Brascassat (spr. brakassah), Jacques Raymond, franz. Tiermaler, geb. 30. Aug. 1804 zu Bordeaux, trat 1825 in die École des beux-arts daselbst und erhielt in demselben Jahre für sein Gemälde: Jagd des Meleager (Museum von Bordeaux), den zweiten Rompreis. Vor allem widmete er sich der Tiermalerei und errang damit große Erfolge. Hervorragend ist: Der Stierkampf (1837; Museum von Nantes), Viehweide in Burgund (1843; Museum in Leipzig) und Eine Kuh von Wölfen angefallen (1845). B. starb 28. Febr. 1867 zu Paris.

Braschi (spr. -ki), Giovanni Angelo, Graf, ursprünglicher Name des Papstes Pius VI. (s. d.).
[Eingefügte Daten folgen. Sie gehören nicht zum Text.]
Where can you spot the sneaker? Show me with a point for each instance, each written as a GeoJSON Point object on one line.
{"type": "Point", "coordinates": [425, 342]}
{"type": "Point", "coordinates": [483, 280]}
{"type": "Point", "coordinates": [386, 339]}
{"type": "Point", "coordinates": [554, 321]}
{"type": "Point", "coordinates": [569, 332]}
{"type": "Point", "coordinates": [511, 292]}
Brasĭdas, spartan. Feldherr der ersten Hälfte des Peloponnesischen Krieges. Gleich zu Anfang des Krieges 431 v. Chr. rettete er die Stadt Methone in Messenien, die die Athener wegzunehmen versuchten. Nach den Unglücksfällen der Spartaner bei Sphakteria und Pylos veranlaßte er die Ephoren, ihn mit einem Heere nach Thrazien zu senden, um mit macedon. Hilfe die dortigen athenischen Besitzungen zum Abfall zu bewegen, was ihm auch gelang. Da boten die Athener zwei Heere nacheinander, das eine unter Nicias, das andere unter Kleon gegen ihn auf. In der Schlacht bei Amphipolis 422, in der B. siegte und Kleon fiel, wurde auch B. tödlich verwundet; sterbend ward er nach Amphipolis gebracht, wo er begraben wurde. Noch lange ward er als Heros verehrt, und ihm zu Ehren wurden jährliche Kampfspiele und Opferfeste veranstaltet.

Brasil, s. Tuch.

Brasileïn, s. Brasilin.

Brasilĭa, der 293. Planetoid.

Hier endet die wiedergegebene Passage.